Indeed, TJ wrote to Dorsey last week that "there has been a constant barrage of falsehoods, half-truths, innuendo and conspiracy theories since the day she [his wife] died" and "because of this, I have struggled to move forward with my life."
"I have mourned my wife every day since her passing. I have tried to honor her memory and our marriage. As her husband, I feel that one of my marital obligations is to protect her memory as I would have protected her in life," he wrote, adding, "The frequency, intensity, ugliness, and promulgation of these horrifying lies ever increases on the internet."
"Please," he wrote to Dorsey, "delete these tweets."
"An ordinary user like me would be banished from the platform for such a tweet but I am only asking that these tweets be removed," he wrote. "I am now angry as well as frustrated and grieved."
Later Tuesday, White House Press Secretary Kayleigh McEnany said that "our hearts are with Lori’s family at this time," but she defended Trump by noting, as he had earlier Tuesday, that he was not the first person to spread the conspiracy theory.
She also said it was Scarborough who had done the worse thing: She pointed back to a 2003 appearance he made on Don Imus' radio show in which, she claimed, he "joked about killing an intern." (Clips show that Imus and his co-hosts made the joke and Scarborough laughed along with it.)
In a statement in response to TJ's letter, Twitter said, "We are deeply sorry about the pain these statements, and the attention they are drawing, are causing the family. We've been working to expand existing product features and policies so we can more effectively address things like this going forward, and we hope to have those changes in place shortly."
Asked by PEOPLE what existing features might be expanded, a company spokesman pointed toward labels and warning rolled out earlier this month that were designed to push back on misinformation related to the novel coronavirus pandemic.
The company said it would not be removing or labeling Trump's previous tweets about Lori, however.
The spokesman declined to say whether the company or Dorsey himself had been in touch with Lori Klausutis' widow (whom PEOPLE has not been able to reach).
Twitter is "frequently in touch with the White House on a number of issues," the spokesman said.

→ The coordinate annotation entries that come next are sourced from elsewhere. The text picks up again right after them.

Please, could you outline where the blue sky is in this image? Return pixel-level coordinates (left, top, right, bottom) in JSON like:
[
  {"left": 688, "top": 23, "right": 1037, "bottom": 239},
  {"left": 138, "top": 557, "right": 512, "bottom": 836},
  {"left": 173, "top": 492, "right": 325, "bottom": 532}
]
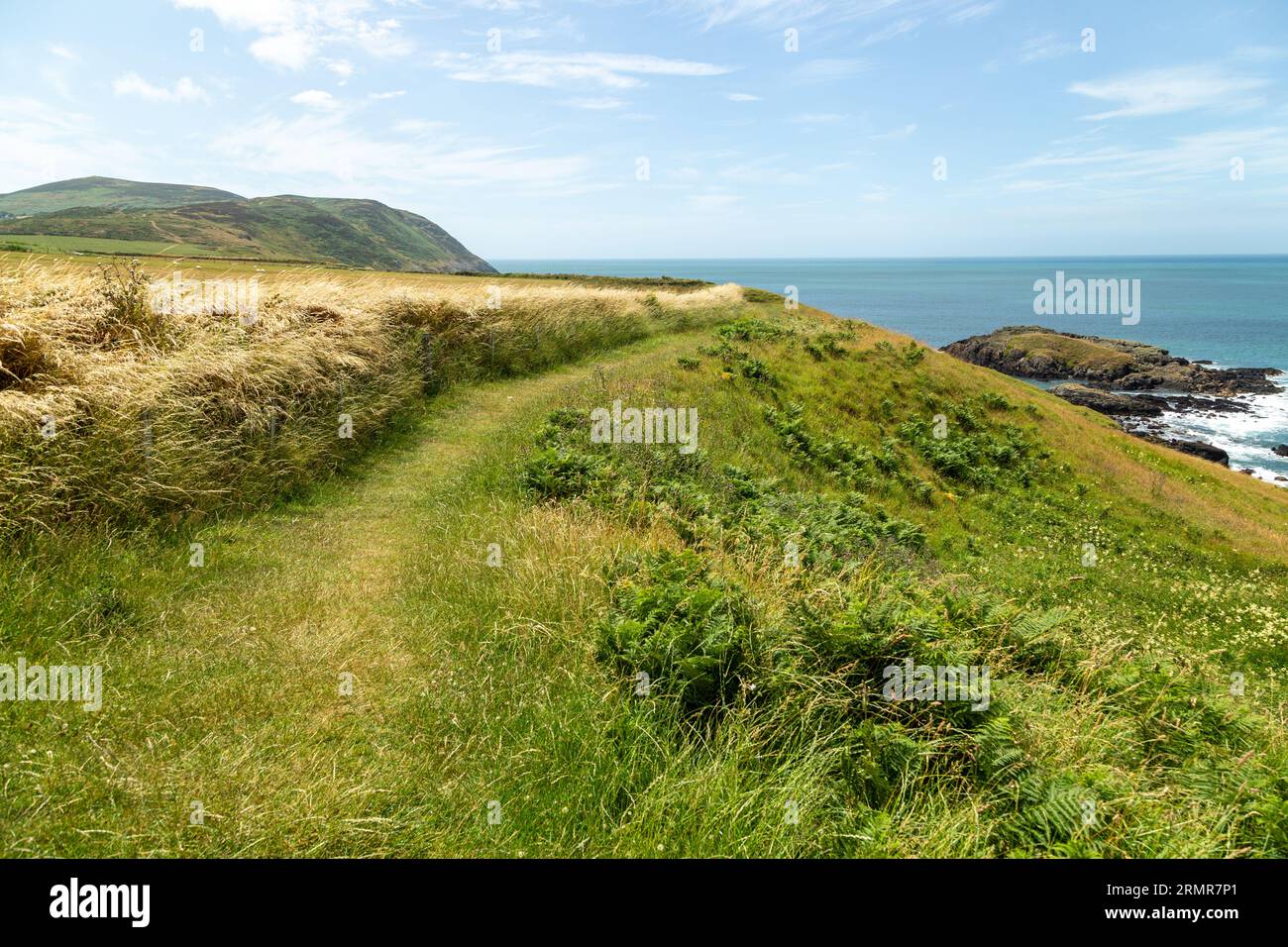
[{"left": 0, "top": 0, "right": 1288, "bottom": 258}]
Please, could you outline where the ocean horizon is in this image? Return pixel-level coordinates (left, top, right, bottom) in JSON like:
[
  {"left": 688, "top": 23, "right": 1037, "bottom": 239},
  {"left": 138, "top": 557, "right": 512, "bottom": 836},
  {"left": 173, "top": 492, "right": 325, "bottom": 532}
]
[{"left": 492, "top": 254, "right": 1288, "bottom": 483}]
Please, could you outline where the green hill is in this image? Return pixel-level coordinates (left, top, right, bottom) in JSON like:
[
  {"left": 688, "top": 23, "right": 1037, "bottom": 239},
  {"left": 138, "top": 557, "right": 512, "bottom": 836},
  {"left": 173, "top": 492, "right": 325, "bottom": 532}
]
[
  {"left": 0, "top": 266, "right": 1288, "bottom": 858},
  {"left": 0, "top": 177, "right": 494, "bottom": 273},
  {"left": 0, "top": 177, "right": 245, "bottom": 217}
]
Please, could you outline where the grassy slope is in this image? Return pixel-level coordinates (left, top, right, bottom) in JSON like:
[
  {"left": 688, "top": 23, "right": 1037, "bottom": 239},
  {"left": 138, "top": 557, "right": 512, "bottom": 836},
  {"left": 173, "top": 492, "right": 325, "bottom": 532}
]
[
  {"left": 0, "top": 197, "right": 489, "bottom": 271},
  {"left": 0, "top": 233, "right": 232, "bottom": 257},
  {"left": 0, "top": 292, "right": 1288, "bottom": 856}
]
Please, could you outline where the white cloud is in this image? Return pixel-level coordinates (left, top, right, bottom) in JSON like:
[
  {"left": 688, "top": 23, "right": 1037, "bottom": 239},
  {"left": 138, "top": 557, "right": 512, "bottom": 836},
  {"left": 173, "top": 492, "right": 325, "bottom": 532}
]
[
  {"left": 0, "top": 95, "right": 142, "bottom": 193},
  {"left": 673, "top": 0, "right": 1001, "bottom": 35},
  {"left": 1015, "top": 34, "right": 1078, "bottom": 64},
  {"left": 795, "top": 58, "right": 872, "bottom": 82},
  {"left": 1069, "top": 65, "right": 1267, "bottom": 121},
  {"left": 112, "top": 72, "right": 210, "bottom": 102},
  {"left": 432, "top": 53, "right": 731, "bottom": 89},
  {"left": 172, "top": 0, "right": 413, "bottom": 69},
  {"left": 564, "top": 95, "right": 626, "bottom": 112},
  {"left": 250, "top": 30, "right": 318, "bottom": 69},
  {"left": 948, "top": 0, "right": 1002, "bottom": 23},
  {"left": 859, "top": 17, "right": 926, "bottom": 47},
  {"left": 790, "top": 112, "right": 845, "bottom": 125},
  {"left": 993, "top": 126, "right": 1288, "bottom": 193},
  {"left": 210, "top": 112, "right": 590, "bottom": 191},
  {"left": 688, "top": 194, "right": 742, "bottom": 214},
  {"left": 326, "top": 59, "right": 353, "bottom": 85},
  {"left": 868, "top": 123, "right": 917, "bottom": 142},
  {"left": 291, "top": 89, "right": 340, "bottom": 112}
]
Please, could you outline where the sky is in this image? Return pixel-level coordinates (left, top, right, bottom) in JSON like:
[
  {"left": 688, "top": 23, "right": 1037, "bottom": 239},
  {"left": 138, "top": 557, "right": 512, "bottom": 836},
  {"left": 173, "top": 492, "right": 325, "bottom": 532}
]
[{"left": 0, "top": 0, "right": 1288, "bottom": 259}]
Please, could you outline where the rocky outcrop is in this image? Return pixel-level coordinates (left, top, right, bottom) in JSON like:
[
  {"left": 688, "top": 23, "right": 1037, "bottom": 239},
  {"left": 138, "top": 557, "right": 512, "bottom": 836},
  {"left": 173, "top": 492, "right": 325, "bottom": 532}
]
[
  {"left": 944, "top": 326, "right": 1279, "bottom": 397},
  {"left": 1051, "top": 384, "right": 1167, "bottom": 417},
  {"left": 1164, "top": 441, "right": 1231, "bottom": 467},
  {"left": 944, "top": 326, "right": 1288, "bottom": 467}
]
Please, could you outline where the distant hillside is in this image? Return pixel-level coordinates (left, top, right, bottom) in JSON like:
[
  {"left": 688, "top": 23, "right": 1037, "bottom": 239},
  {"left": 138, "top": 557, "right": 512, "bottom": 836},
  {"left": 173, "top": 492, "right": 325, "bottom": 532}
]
[
  {"left": 0, "top": 177, "right": 494, "bottom": 273},
  {"left": 0, "top": 177, "right": 245, "bottom": 217}
]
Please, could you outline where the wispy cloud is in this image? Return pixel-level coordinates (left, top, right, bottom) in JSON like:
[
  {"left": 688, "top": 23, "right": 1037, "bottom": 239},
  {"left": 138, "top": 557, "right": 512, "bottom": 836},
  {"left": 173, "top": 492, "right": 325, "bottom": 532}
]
[
  {"left": 868, "top": 121, "right": 917, "bottom": 142},
  {"left": 210, "top": 112, "right": 590, "bottom": 191},
  {"left": 790, "top": 112, "right": 845, "bottom": 125},
  {"left": 794, "top": 58, "right": 872, "bottom": 82},
  {"left": 291, "top": 89, "right": 340, "bottom": 112},
  {"left": 992, "top": 126, "right": 1288, "bottom": 193},
  {"left": 1015, "top": 33, "right": 1079, "bottom": 64},
  {"left": 172, "top": 0, "right": 413, "bottom": 69},
  {"left": 564, "top": 95, "right": 626, "bottom": 112},
  {"left": 859, "top": 17, "right": 926, "bottom": 47},
  {"left": 430, "top": 53, "right": 733, "bottom": 89},
  {"left": 1069, "top": 65, "right": 1269, "bottom": 121},
  {"left": 112, "top": 72, "right": 210, "bottom": 102},
  {"left": 688, "top": 194, "right": 743, "bottom": 214},
  {"left": 948, "top": 0, "right": 1002, "bottom": 23},
  {"left": 0, "top": 95, "right": 141, "bottom": 192},
  {"left": 673, "top": 0, "right": 1001, "bottom": 36}
]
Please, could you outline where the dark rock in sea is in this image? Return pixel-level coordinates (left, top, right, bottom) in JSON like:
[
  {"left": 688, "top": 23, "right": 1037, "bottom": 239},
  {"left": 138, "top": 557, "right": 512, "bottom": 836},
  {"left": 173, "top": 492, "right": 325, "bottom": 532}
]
[
  {"left": 1051, "top": 385, "right": 1167, "bottom": 417},
  {"left": 944, "top": 326, "right": 1280, "bottom": 397},
  {"left": 1166, "top": 441, "right": 1231, "bottom": 464}
]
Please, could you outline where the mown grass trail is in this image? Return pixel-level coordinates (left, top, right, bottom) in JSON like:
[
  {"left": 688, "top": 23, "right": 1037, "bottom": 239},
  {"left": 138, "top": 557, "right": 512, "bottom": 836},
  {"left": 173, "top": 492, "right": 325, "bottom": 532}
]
[{"left": 0, "top": 336, "right": 692, "bottom": 856}]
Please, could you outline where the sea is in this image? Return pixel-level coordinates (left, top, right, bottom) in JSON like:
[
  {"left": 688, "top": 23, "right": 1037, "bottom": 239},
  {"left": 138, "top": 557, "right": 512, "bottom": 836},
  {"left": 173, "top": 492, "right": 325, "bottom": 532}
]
[{"left": 492, "top": 256, "right": 1288, "bottom": 485}]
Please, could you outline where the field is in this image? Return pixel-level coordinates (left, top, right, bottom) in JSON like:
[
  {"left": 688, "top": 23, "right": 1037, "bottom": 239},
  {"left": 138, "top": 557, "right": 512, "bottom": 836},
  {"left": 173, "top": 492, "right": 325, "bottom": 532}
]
[
  {"left": 0, "top": 254, "right": 1288, "bottom": 857},
  {"left": 0, "top": 233, "right": 227, "bottom": 257}
]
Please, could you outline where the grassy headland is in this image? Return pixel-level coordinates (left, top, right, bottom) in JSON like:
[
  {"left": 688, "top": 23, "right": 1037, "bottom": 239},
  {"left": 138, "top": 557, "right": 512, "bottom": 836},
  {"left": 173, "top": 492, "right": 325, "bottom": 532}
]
[{"left": 0, "top": 256, "right": 1288, "bottom": 857}]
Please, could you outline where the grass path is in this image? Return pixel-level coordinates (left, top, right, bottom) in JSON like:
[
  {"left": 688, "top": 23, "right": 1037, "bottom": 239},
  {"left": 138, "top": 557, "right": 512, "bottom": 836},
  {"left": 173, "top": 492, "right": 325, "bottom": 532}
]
[{"left": 0, "top": 335, "right": 695, "bottom": 856}]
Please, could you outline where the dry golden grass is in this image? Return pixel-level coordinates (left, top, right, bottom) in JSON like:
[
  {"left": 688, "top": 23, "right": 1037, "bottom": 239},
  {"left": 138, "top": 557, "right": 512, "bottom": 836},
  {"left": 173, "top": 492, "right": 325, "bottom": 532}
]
[{"left": 0, "top": 256, "right": 742, "bottom": 533}]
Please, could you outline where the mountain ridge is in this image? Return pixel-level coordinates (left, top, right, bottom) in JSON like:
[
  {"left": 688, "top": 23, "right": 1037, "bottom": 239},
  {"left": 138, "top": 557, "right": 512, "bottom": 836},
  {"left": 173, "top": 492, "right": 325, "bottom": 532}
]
[{"left": 0, "top": 177, "right": 496, "bottom": 273}]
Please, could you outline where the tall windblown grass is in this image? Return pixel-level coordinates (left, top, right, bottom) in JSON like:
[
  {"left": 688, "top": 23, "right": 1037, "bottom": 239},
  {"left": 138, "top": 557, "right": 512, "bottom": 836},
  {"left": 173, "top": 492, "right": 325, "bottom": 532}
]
[{"left": 0, "top": 262, "right": 742, "bottom": 535}]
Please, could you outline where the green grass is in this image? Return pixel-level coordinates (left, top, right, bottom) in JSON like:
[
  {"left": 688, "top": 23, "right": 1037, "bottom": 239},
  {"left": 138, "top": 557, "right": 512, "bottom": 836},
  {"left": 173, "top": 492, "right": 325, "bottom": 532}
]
[
  {"left": 0, "top": 303, "right": 1288, "bottom": 857},
  {"left": 0, "top": 233, "right": 226, "bottom": 257}
]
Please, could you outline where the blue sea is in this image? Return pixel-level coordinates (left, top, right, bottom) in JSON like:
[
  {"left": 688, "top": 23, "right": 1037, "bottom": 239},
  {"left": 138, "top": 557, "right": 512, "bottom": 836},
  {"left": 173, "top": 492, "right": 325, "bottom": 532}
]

Since the president began circulating conspiracies about Lori's death, Scarborough has called the tweets "unspeakably cruel" and said Trump was hurting Lori's relatives most of all.
“You, once again, drag a family through this and make them relive it again. ... As if losing a loved one the first time isn’t enough,” Scarborough said earlier this month.
"These are not public figures," he said on Tuesday morning's broadcast, discussing the letter.
Illinios Rep. Adam Kinzinger, a Republican who has criticized Trump before, on Sunday called on him to stop tweeting about Lori.
“Just stop,” Kinzinger wrote. “Stop spreading it, stop creating paranoia. It will destroy us.”